SSL/TLS Configuration

# Generate SSL certificates with Let's Encrypt
certbot certonly --webroot -w /var/www/html -d yourdomain.com

# Or use existing certificates
cp /path/to/your/cert.pem /etc/nginx/ssl/
cp /path/to/your/key.pem /etc/nginx/ssl/

Deployment Checklist

Pre-deployment

  • Environment Variables: All secrets configured in secure storage
  • Database: PostgreSQL instance created and accessible
  • SSL Certificates: Valid certificates for HTTPS
  • Resource Limits: CPU/memory limits configured
  • Backup Strategy: Database backup schedule configured

Deployment

  • Docker Images: Built and pushed to registry
  • Load Balancer: Configured with health checks
  • Database Migration: Schema initialized
  • Configuration: Production config.yaml deployed
  • Monitoring: Health checks and metrics collection active

Post-deployment

  • Health Check: All endpoints responding correctly
  • Load Testing: System performance under load verified
  • Log Monitoring: Error rates and performance logs reviewed
  • Security Scan: Vulnerability assessment completed
  • Backup Verification: Database backup/restore tested

Troubleshooting Production Issues

Common Deployment Issues

1. Database Connection Failures

# Check PostgreSQL connectivity
psql -h your-db-host -U username -d database_name -c "SELECT 1;"
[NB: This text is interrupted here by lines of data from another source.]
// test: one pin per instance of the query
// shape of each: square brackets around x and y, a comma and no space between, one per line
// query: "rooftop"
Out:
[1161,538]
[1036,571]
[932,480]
# Verify connection string format
echo $DATABASE_URL

2. Container Health Check Failures

# Check container logs
docker logs container-name

# Test health endpoint manually
curl -f http://localhost:8000/health

3. SSL Certificate Issues

# Verify certificate validity
openssl x509 -in /etc/nginx/ssl/cert.pem -text -noout

# Check certificate expiration
openssl x509 -in /etc/nginx/ssl/cert.pem -noout -dates

4. High Memory Usage

# Monitor memory usage
docker stats

# Check for memory leaks
docker exec -it container-name top

Performance Optimization

# Production optimizations in config.yaml
app:
  memory_ttl_days: 3  # Reduce memory usage
  max_tool_loops: 3   # Limit computation

postgresql:
  pool_size: 20       # Connection pooling
  max_overflow: 0     # Prevent connection leaks

llm:
  rag:
    max_context_length: 32000  # Reduce context window if needed
    temperature: 0.1           # More deterministic responses

This deployment guide covers the essential aspects of running the Agentic RAG system in production. For specific cloud providers or deployment scenarios not covered here, consult the provider's documentation and adapt these configurations accordingly.